伝統的なパンナコッタはゼラチンで固めますが、米粉を少量加えることで独特の「もったり感」が生まれます。ゼラチンの量を減らせるため、口に入れた瞬間にとろける柔らかさを実現できます。料理研究家として推奨するのは、この「米粉ハイブリッド法」です。
材料
| 材料 | 分量 |
|---|---|
| 生クリーム | 200ml |
| 牛乳 | 200ml |
| 砂糖 | 50g |
| 米粉(製菓用) | 10g |
| 粉ゼラチン | 3g(通常の半量) |
| 水(ゼラチン用) | 大さじ2 |
| バニラビーンズ(またはバニラオイル) | 適量 |
作り方
- ゼラチンを水でふやかしておく。
- 鍋に牛乳の一部(50ml)と米粉を入れ、よく混ぜてダマをなくす。
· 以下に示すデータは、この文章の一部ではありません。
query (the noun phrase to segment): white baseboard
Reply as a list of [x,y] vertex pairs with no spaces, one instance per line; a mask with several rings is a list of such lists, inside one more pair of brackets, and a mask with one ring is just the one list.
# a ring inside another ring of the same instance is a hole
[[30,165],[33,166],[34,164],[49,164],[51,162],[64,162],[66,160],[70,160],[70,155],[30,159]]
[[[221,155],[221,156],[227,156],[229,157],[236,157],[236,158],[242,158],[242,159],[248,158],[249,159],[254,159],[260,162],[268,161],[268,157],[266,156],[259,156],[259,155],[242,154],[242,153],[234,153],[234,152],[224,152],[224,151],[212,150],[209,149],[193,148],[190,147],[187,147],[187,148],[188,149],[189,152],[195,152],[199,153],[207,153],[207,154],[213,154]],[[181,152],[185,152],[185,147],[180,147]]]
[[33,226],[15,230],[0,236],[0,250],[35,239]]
残りの牛乳、生クリーム、砂糖を加えて中火にかける。
- 絶えず混ぜながら加熱し、とろみがついたら火を止める。沸騰させないこと。
- ふやかしたゼラチンを加えて余熱で溶かす。バニラを加えて混ぜる。
- 容器に流し入れ、粗熱が取れたら冷蔵庫で3時間以上冷やし固める。
- お好みでフルーツソースやカラメルソースをかけて提供する。
料理研究家のポイント
通常のパンナコッタはゼラチン5gで固めますが、米粉10gを加えることでゼラチンを3gに減らせます。米粉のデンプンが糊化して粘度を出し、ゼラチンのゲル化を補助します。ゼラチンが少ない分、口の中の温度(37℃)で素早く溶けるため、「とろける」食感が強調されます。
保存方法と日持ち
| 保存方法 | 日持ち目安 |
|---|---|
| 常温 | 常温保存は不可 |
| 冷蔵 | 冷蔵庫で2〜3日 |
| 冷凍 | 種類によって冷凍可。アイス系はそのまま冷凍庫で1ヶ月。ゼリー・プリン系は冷凍すると食感が変わるため非推奨 |
冷たいスイーツは温度管理が品質に直結します。冷蔵庫内でも奥側(温度が安定)に置き、ラップで表面の乾燥を防ぎましょう。
科学メモ — なぜこの作り方なのか
冷たいスイーツの食感は温度と密接に関係しています。ゼラチンは25℃以上で溶け始め、寒天は85℃以上で溶けます。米粉を使った冷菓では、米粉のデンプンが冷却時にゲル化し、独特のもちもち食感を生み出します。この性質は「デンプンの糊化と老化」と呼ばれ、温度によってデンプン分子の配列が変化することで起こります。冷蔵庫で冷やしすぎると食感が硬くなるのもこの原理です。
アレンジアイデア
- 季節のフルーツでトッピングを変えて四季を楽しむ
- きなこや黒蜜をかけて和風デザートに
- エスプレッソを加えて大人のデザートに
- ミントを添えて見た目もさわやかに
よくある質問
固まらない場合はどうすれば?
ゼラチンを使う場合は、80℃以上の液体に入れると凝固力が落ちます。50〜60℃で溶かし、しっかり溶けたことを確認してから冷蔵庫へ。寒天の場合は逆に、しっかり沸騰させないと固まりません。
型からきれいに外すコツは?
型の内側に薄くサラダ油を塗っておくと外しやすくなります。ゼリーの場合は、型の外側をぬるま湯(40℃程度)に数秒つけてから逆さにするときれいに外れます。